I ask him why there is stress in an event like this when GELINAZ! is all about removing stress. “I always find you have to take Petrini with a grain of salt,” he says with a smile. “He says one thing but he wants to effect another. Of course he does not want you to be stressed out but he knows we are all stress balls anyway so what is he going to say? He does not want to stress us out, to get nervous. But Petrini wants a performance, he wants the anxiety, the adrenaline. And what he is trying to say ultimately is that you should not be stressed to the extent that it effects your performance. What he is trying to do is create a safe haven for you to be able to fuck up,” he says.
The beauty of GELINAZ! is that there is no hierarchy, no number 1, number 2, number 5, number 10. Is this the future of food I ask him? “I am very grateful for the World’s 50 Best Restaurants list because it has been good for me. I think I stopped caring a little too much about it but that’s me. Of course, my chefs want to be placed high and I think that it is really good for business. But ultimately, the world would be better off if it wasn’t around.”
He tells me the beauty of GELINAZ! is the diversity. “Here you have chefs from a variety of backgrounds, from different metropolitan cities, some from places which are not even cities like Colombe St-Pierre who had to drive 6 hours to get to Montreal. You do not want a homogeneous mix but you want people from all kinds of backgrounds and see what happens when this diversity collides.”
Working in a group with people you do not know is hard. “This time it was different. Most of the times we knew the majority of people who were there and the question was who you would be working with. This time, it was more like I do not know anything about this person. It is a bit like a date, you need to be patient. Working in a team of three to four chefs and having to collaborate is very hard. If you are a chef, you are normally a narcissist and have a big ego. Often if you are the head chef in your own restaurant you can do whatever you want. But now, all of a sudden you need to take a backseat and this is hard,” he says.
You could say that David Chang has been a visionary since he started Momofuku. But ask him where he thinks gastronomy will be in three to five years time and he tells you simply “I don’t know. Maybe we will all be cooking at home. Who knows?

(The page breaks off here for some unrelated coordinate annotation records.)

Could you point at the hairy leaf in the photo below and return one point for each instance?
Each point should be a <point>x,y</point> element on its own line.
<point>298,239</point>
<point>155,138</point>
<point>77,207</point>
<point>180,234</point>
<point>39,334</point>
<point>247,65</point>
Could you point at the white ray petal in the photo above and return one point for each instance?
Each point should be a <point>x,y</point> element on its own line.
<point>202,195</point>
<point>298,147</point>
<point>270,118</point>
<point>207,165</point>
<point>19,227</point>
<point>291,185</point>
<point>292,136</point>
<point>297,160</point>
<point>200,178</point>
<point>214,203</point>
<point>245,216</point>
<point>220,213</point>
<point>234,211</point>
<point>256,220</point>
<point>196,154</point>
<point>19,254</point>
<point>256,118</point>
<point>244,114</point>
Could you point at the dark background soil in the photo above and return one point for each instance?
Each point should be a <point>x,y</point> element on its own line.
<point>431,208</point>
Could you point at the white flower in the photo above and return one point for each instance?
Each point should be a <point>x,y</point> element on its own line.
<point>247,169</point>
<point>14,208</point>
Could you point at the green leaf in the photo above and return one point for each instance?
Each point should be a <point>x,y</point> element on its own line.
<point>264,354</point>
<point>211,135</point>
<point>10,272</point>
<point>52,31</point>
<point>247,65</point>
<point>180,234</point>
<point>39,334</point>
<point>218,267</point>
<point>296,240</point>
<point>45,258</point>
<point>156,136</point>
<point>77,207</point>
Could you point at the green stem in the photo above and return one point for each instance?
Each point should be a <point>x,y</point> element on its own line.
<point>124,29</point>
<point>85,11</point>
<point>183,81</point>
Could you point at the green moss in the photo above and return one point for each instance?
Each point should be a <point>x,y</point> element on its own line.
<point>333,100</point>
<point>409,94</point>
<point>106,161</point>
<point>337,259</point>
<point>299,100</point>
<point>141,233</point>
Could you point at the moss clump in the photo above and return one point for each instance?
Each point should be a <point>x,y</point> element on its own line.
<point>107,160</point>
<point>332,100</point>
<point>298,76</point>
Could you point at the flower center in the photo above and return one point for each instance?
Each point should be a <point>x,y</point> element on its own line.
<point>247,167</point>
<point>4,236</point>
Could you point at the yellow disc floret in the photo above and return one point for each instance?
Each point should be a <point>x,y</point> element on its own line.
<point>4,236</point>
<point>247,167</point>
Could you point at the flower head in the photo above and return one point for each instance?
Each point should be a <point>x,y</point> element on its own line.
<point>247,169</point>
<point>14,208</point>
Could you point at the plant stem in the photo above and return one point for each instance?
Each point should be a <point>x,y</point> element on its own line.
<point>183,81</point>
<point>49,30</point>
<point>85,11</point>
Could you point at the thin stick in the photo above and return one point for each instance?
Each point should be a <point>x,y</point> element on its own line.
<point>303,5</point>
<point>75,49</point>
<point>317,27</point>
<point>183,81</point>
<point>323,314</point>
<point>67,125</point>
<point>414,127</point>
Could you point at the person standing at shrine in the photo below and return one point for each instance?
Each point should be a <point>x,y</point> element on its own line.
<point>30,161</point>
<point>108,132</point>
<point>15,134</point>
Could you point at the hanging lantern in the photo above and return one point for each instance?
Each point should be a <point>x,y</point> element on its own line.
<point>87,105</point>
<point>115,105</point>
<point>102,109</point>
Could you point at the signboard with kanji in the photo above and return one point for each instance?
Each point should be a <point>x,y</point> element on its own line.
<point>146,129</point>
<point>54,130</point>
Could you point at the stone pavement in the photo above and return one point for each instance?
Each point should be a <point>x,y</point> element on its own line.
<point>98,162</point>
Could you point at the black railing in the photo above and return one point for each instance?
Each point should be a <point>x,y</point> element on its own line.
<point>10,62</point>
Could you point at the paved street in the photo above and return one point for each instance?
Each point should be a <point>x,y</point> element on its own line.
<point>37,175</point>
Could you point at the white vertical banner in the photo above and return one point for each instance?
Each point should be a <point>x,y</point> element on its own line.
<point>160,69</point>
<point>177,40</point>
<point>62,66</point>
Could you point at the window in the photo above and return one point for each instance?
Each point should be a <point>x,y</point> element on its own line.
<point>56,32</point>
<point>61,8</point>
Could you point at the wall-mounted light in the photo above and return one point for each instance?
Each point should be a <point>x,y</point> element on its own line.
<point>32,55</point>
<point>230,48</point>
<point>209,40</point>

But for sure, millennials don’t care about food as much as our generation did and to assume that they are going to care about the things we did is stupid. What I know is that what worked in the past will not work in future but usually when I predict the future I am wrong.”
He is of course worried about the impact that politics is having on restaurants in the United States. “At the end of the day, restaurants are not a necessity. It is as simple as that. If people have other stuff to worry about, restaurants will be impacted,” he said. But that is another story.